Trump’s executive order calls for a payroll tax deferral from Sept. 1 to Dec. 31, 2020. The order only applies to employees with bi-weekly pre-tax income of less than $4,000. And it only applies to the 6.2 percent employee’s share of Social Security taxes but doesn’t apply to the 1.45 percent employee’s share of Medicare taxes, according to a briefing released Tuesday by Wolters Kluwer. The Treasury Department is expected to issue guidance on how the deferral will work and address a number of uncertainties. And to be clear about the wording; the payroll taxes are “deferred” not “forgiven”. Trump’s executive order to deferred the payroll taxes does not include forgiveness of the deferred taxes. Unless Congress agrees to forgive the deferred payroll taxes, employers will have to repay the amount that was deferred.
Employers that defer the payroll taxes would need to start collecting those taxes again starting next January unless Congress passes legislation waiving the taxes, which would mean the shortfall in the Social Security and Medicare trust funds would need to be made up for with money from the Treasury’s general funds or some other source.
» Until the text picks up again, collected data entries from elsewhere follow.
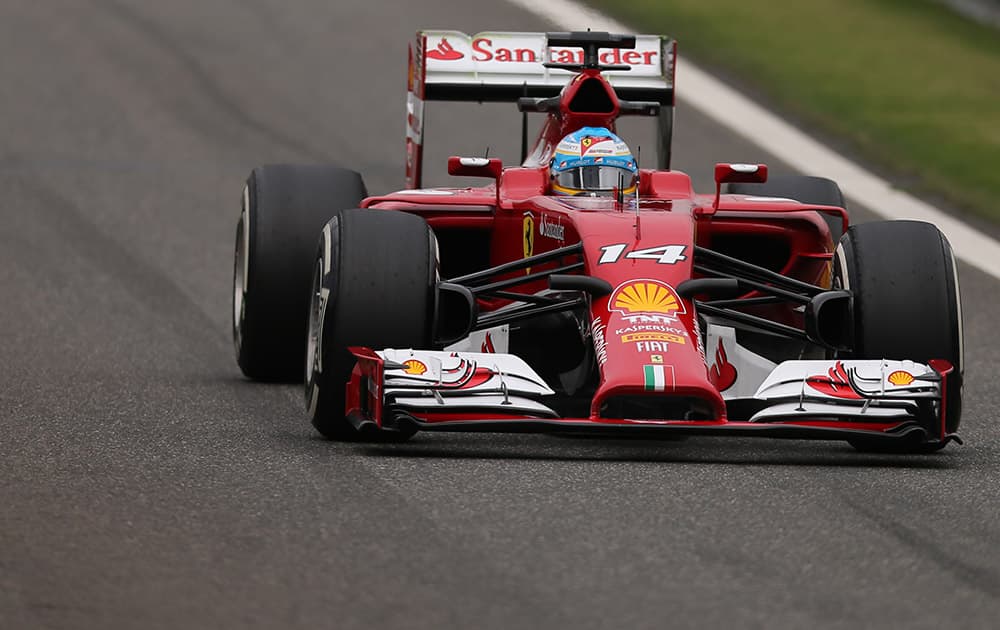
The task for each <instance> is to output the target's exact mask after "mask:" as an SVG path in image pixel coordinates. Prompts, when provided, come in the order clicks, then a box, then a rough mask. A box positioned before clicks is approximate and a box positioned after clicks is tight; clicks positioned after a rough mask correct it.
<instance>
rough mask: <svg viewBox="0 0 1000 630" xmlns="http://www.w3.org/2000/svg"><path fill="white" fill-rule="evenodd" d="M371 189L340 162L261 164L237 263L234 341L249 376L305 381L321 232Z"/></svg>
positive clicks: (357, 203) (233, 271) (255, 378)
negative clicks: (365, 188)
mask: <svg viewBox="0 0 1000 630" xmlns="http://www.w3.org/2000/svg"><path fill="white" fill-rule="evenodd" d="M367 195H368V193H367V191H366V190H365V185H364V182H363V181H362V180H361V176H360V175H359V174H357V173H355V172H354V171H349V170H346V169H342V168H338V167H335V166H308V165H290V164H276V165H269V166H262V167H258V168H255V169H254V170H253V171H252V172H251V173H250V177H249V178H248V179H247V183H246V187H245V188H244V189H243V205H242V209H241V212H240V220H239V223H238V224H237V226H236V248H235V257H234V264H233V344H234V346H235V349H236V361H237V363H238V364H239V366H240V369H241V370H242V371H243V374H245V375H246V376H247V377H249V378H252V379H255V380H262V381H279V382H280V381H283V382H298V383H301V382H302V361H303V355H304V353H305V348H304V345H303V343H302V338H303V334H304V333H305V330H306V321H307V317H308V308H309V300H308V290H309V282H310V279H311V277H312V276H311V270H312V262H313V252H314V251H315V248H316V235H317V234H319V231H320V230H321V229H322V228H323V225H325V224H326V222H327V221H329V220H330V217H332V216H333V215H334V214H336V212H337V211H339V210H343V209H344V208H354V207H356V206H358V205H359V204H360V203H361V200H362V199H364V198H365V197H366V196H367Z"/></svg>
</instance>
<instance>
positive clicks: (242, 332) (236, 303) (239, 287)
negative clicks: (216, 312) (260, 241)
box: [233, 215, 247, 357]
mask: <svg viewBox="0 0 1000 630" xmlns="http://www.w3.org/2000/svg"><path fill="white" fill-rule="evenodd" d="M245 216H246V215H243V216H241V217H240V222H239V224H238V225H237V226H236V254H235V256H234V258H233V345H234V346H235V347H236V356H237V357H239V355H240V349H241V348H242V347H243V320H244V318H245V317H246V271H247V247H246V246H247V243H246V225H247V224H246V221H245Z"/></svg>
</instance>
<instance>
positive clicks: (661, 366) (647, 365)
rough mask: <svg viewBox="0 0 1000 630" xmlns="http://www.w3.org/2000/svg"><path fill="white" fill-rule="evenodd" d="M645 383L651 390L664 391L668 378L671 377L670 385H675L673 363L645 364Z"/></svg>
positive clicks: (644, 378) (660, 391) (643, 372)
mask: <svg viewBox="0 0 1000 630" xmlns="http://www.w3.org/2000/svg"><path fill="white" fill-rule="evenodd" d="M642 372H643V383H644V384H645V388H646V389H647V390H649V391H654V392H662V391H663V390H665V389H666V388H667V384H668V383H667V379H670V383H669V385H670V387H671V389H673V387H674V366H672V365H644V366H642Z"/></svg>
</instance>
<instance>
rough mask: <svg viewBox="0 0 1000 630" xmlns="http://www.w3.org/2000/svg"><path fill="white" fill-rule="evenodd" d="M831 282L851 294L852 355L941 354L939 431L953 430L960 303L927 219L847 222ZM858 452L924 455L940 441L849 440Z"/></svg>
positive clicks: (958, 415) (944, 256) (957, 287)
mask: <svg viewBox="0 0 1000 630" xmlns="http://www.w3.org/2000/svg"><path fill="white" fill-rule="evenodd" d="M833 273H834V286H835V287H837V286H839V287H842V288H844V289H847V290H849V291H851V292H852V293H853V294H854V306H853V326H854V352H852V353H850V354H849V355H847V356H848V357H850V358H858V359H883V358H884V359H911V360H913V361H917V362H921V363H926V362H927V361H928V360H930V359H946V360H948V361H949V362H951V364H952V366H953V369H954V371H953V373H952V374H951V375H949V377H948V381H947V392H946V398H945V410H946V415H945V429H946V431H947V432H948V433H954V432H955V431H957V430H958V425H959V422H960V420H961V417H962V375H963V372H964V369H965V357H964V348H963V346H964V341H963V336H962V302H961V296H960V293H959V286H958V270H957V267H956V265H955V256H954V254H953V253H952V250H951V245H950V244H949V243H948V240H947V239H946V238H945V237H944V235H943V234H941V232H940V231H939V230H938V229H937V227H935V226H934V225H931V224H930V223H924V222H921V221H877V222H874V223H863V224H861V225H855V226H851V227H850V228H849V229H848V230H847V233H846V234H844V236H843V237H842V238H841V239H840V244H839V245H838V247H837V251H836V253H835V255H834V270H833ZM850 443H851V445H852V446H854V447H855V448H857V449H858V450H862V451H876V452H910V453H926V452H931V451H935V450H938V449H940V448H941V447H943V446H944V444H943V443H939V442H933V443H917V444H896V445H890V446H887V443H886V442H883V441H877V440H876V441H871V440H864V439H855V440H851V441H850Z"/></svg>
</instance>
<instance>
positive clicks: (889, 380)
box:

The outcome of the election in November may ultimately determine that question, but until then it’s up to the IRS and the Treasury to provide some immediate guidance on the payroll tax deferral before the end of this month.
In addition, there is some speculation that W-2 forms will change, for example, to separately state what were the wages paid during this deferral period, maybe what Social Security tax was deferred, things like that. But there’s a lot of details that we don’t know yet.
Until we received guidance, expect uncertainty to be the order of the day. Guidance from the IRS and the Treasury will provide a little bit of clarity for the short-term but, there is obviously a lot of issues that need to be addressed.
Our Advice for Business Owners
President Donald Trump’s order to delay collection of payroll taxes thrusts a dilemma on U.S. companies. They must decide whether they will continue withholding the money from workers expecting bigger paychecks or pass it on and potentially put themselves and their employees at risk of a big end-of-year payroll tax bill from the IRS.
Companies have just weeks to figure out what their legal responsibility is and then they may have to reprogram payroll systems to accommodate the changes
Employers should be cautious because the IRS could go after both a company and its employees if they don’t pay the taxes when the executive order expires. Late payments would be subject to interest and penalties. “My advice is keep collecting and keep remitting to the IRS. Tell your employees exactly what you’re doing, and why you’re doing it” says Matt Foreman, an independent tax lawyer.
You might want to consider deferring the payroll taxes and fund a set-aside account. (Note: payroll taxes not subject to deferral should be sent to the IRS as usual, and payroll taxes subject to deferral can be accumulated in the set-aside account.)
If Congress decides to forgive the payroll tax deferral, that will be great news. Transfer the funds in the set-aside account back into the general account. And if they don‘t, send the funds from the set-aside account to the IRS when they announce the due date sometime after year-end. It’s a time value of money thing.
Without the set-aside account or remitting payment to the IRS, if Congress it doesn’t pass forgiveness of the payroll tax delay, employers and employees alike are going to be responsible for making up the FICA difference when they file their tax return. If that’s the case; taxpayers are likely to be caught unaware and without many options.